1. Exam: 20.09.2024

Seqences and Series:

Relevant exercises (Rhyn): Section 1, subsection a) Exercises 1, 2, 3, 4, 5, 6, 7, 8, 9, 10, 11, 12, 13, subsection b) Exercises 14, 15, 16, 19, 20, 21, 22, 24, 25, 27, subsection d) Exercises 84, 87, 88, 90, 96, 97

Learning Goals:

• To know the concept of a sequence.

• Be able to distinguish between the explicit and recursive representation of a sequence.

• Be able to formulate the explicit and recursive representation of an easy sequence, where a couple of first terms are given.

• To know the concept of the sequence of the n-th partial sums of a given sequence, be able to read and use the summation sign correctly.

• To know how sequences can be represented graphically, be able to draw a given sequence into a coordinate system.

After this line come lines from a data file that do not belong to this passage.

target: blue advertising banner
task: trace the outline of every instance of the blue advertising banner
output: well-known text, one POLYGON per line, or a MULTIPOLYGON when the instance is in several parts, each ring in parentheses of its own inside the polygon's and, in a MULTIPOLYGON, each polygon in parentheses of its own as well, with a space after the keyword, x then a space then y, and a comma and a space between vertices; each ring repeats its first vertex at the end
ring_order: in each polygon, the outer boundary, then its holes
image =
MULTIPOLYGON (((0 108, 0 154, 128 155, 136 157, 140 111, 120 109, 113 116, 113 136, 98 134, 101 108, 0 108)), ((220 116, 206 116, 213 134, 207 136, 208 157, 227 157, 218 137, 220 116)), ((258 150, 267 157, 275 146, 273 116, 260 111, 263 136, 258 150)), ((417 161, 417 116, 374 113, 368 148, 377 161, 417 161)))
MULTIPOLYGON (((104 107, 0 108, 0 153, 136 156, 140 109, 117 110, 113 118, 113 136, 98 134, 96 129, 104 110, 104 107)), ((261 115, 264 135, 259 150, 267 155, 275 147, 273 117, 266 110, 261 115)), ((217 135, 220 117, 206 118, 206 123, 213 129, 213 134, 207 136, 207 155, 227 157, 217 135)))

• To know and to be able to apply the concept of arithmetic and geometric sequences and their explicit and recursive representations, to know and apply the corresponding formulas for finite arithmetic and geometric sums.

• To understand the concept of a limit for a sequence,  to know and describe the difference between convergent and divergent sequences, to know and describe the different cases of divergences for a sequence, to know and classify the notions of (strict) monotonically increasing and decreasing for sequences.

• To know and be able to apply the formal definition of the limit of a convergent sequence (ε-definition).   

• To know and  be able to apply the algebra of limits for sequences, be able to use the limit-sign correctly.

• To know and be able to apply the formula for a geometric series, to decide whether a geometric series is convergent or not.

3. Exam: 28.03.2025

Integral Calculus I:

Relevant exercises (Rhyn):  Section 4, subsection a), Exercises 3, 4, 5, 6 (without d)), 7, 8, 9, 10, 11, 12 a) and c), 13, 14, 15; Section 6, subsection a), Exercises 1, 2, 3, 4, 5, 6, 7, 8, 10, 15, 18, 20, 23 (without b)); Section 8, Exercises 39, 40, 41, 42 (without d)).

Learning Goals:

• To know the definition of a definite integral as the limit of the sum of the areas of rectangles with infinitely small width.

• To know and be able to apply the constant rule, sum rule, orientation of integrals and the interval additivity.

• To be able to use the geometric interpretation of a definite integral as the area enclosed by the graph of a function and the x-axis. To understand and use the meaning when a definite integral is negative (curve below x-axis).

• To be able to compute an indefinite and a definite integral by using the concept of an antiderivative.

• To understand the meaning of the integration constant within an indefinite integral.

• To understand the geometric and algebraic meaning of a stationary point (local minimum, local maximum, saddle point).

• To be able to compute the antiderivative of polynomial, power, exponential and trigonometric  functions. 

• To be able to compute the area enclosed by the graph of two functions and to recognize the geometric situation for the definite integral from an indicated area enclosed by the graph of two functions. 

• To be able to recognize and use information from differential calculus for solving text exercises based on the geometric configuration of polynomials up to degree 3. To be able to figure out the coefficients of polynomials up to degree 3 from certain geometric situations.